/graph-kernels

Graph kernels

Primary LanguageC++GNU General Public License v2.0GPL-2.0

Graph Kernels

A fast C++ implementation of graph kernels including:

  • simple kernels between vertex and/or edge label histograms,
  • random walk kernels (popular baselines), and
  • the Weisfeiler-Lehman graph kernel (state-of-the-art).

Please see the following paper for more details:

  • Sugiyama, M., Borgwardt, K. M.: Halting in Random Walk Kernels, Advances in Neural Information Processing Systems (NIPS 2015), 2015 [PDF]

Other implementations of graph kernels and graph benchmark datasets are available here.

Usage

In your program

You can compute the full kernel matrix by calling the function graphKernelMatrix. To use it, you just need to include the header file "graphKernels.h" in your program. The Eigen and igraph libraries are needed.

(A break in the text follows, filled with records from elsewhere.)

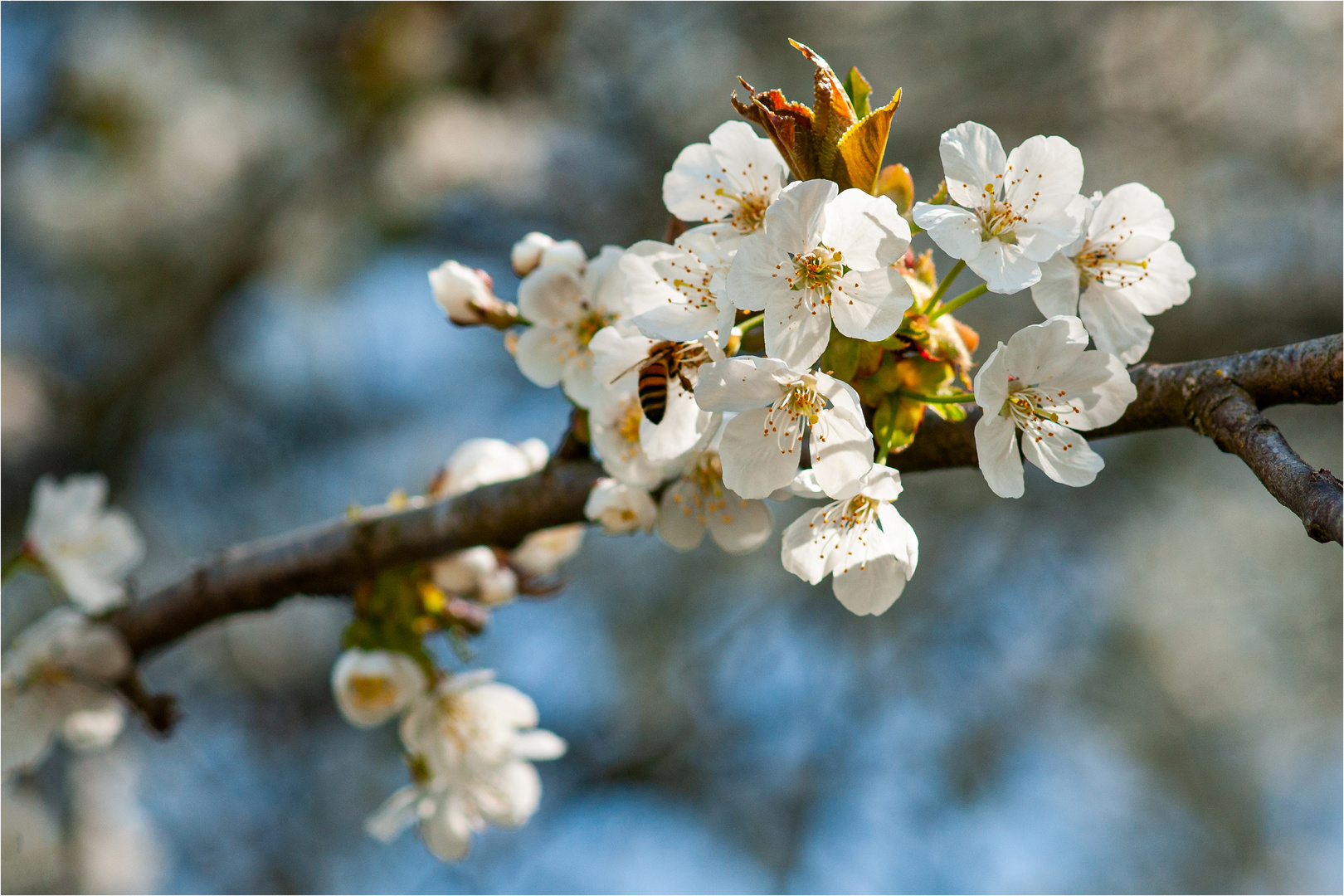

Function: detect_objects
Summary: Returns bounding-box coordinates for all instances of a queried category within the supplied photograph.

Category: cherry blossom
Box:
[780,466,919,616]
[332,647,426,728]
[727,180,913,368]
[429,547,518,607]
[514,246,631,407]
[914,121,1088,293]
[583,477,659,534]
[976,316,1137,499]
[430,439,551,499]
[24,473,145,612]
[589,325,718,462]
[659,451,773,553]
[621,226,737,345]
[509,523,587,577]
[364,672,567,861]
[663,121,789,246]
[1031,184,1195,364]
[0,607,130,774]
[695,358,874,499]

The main function graphKernelMatrix is defined as:

void graphKernelMatrix(vector<igraph_t>& g, vector<double>& par,
                       string& kernel_name, MatrixXd& K);
  • g: a vector of input graphs
  • par: a vector of parameters
  • kernel_name: a string to specify a kernel (see the list below)
  • K: the full kernel matrix will be returned here

In terminal

To try the code, we also provide a graph benchmark dataset "mutag" and a test code "graphKernels_test.cc", which includes input and output interface for graph files.

For example:

$ cd src/cc
$ make
$ ./gkernel -k kR -p 1,2,1 -i ../../data/mutag.list -g ../../data/mutag/ -o mutag_kR.kernel
> Reading files ... end
> Information:
  Kernel:    k-step random walk kernel
  Parameter: k = 3, lambda = (1, 2, 1)
  Number of graphs: 188
  The average number of vertices: 17.9309
  The maximum number of vertices: 28
  The average number of edges:    19.7926
  The maximum number of edges:    33
> Computing the kernel matrix ... end
  Runtime for the kernel matrix computation: 2.9501 (sec.)
> Writing the kernel matrix to "mutag_kR.kernel" ... end
$ ./gkernel -k WL -p 5 -i ../../data/mutag.list -g ../../data/mutag/ -o mutag_WL.kernel
> Reading files ... end
> Information:
  Kernel:    Weisfeiler-Lehman kernel
  Parameter: h = 5
  Number of graphs: 188
  The average number of vertices: 17.9309
  The maximum number of vertices: 28
  The average number of edges:    19.7926
  The maximum number of edges:    33
> Computing the kernel matrix ... end
  Runtime for the kernel matrix computation: 0.00567007 (sec.)
> Writing the kernel matrix to "mutag_WL.kernel" ... end

To compile the program, please edit paths in the "Makefile" according to the location of Eigen and igraph libraries in your environment.

Command-line arguments

-k <kernel_name> : An abbreviated kernel name (see the list below)
-p <parameter> : Parameter(s) in a kernel (if there are more than two, they should be comma-separated)
-i <input_file_list> : A file describing the list of graph file names
-g <input_file_path> : A path to the directory of graph files (the GraphML format is supported)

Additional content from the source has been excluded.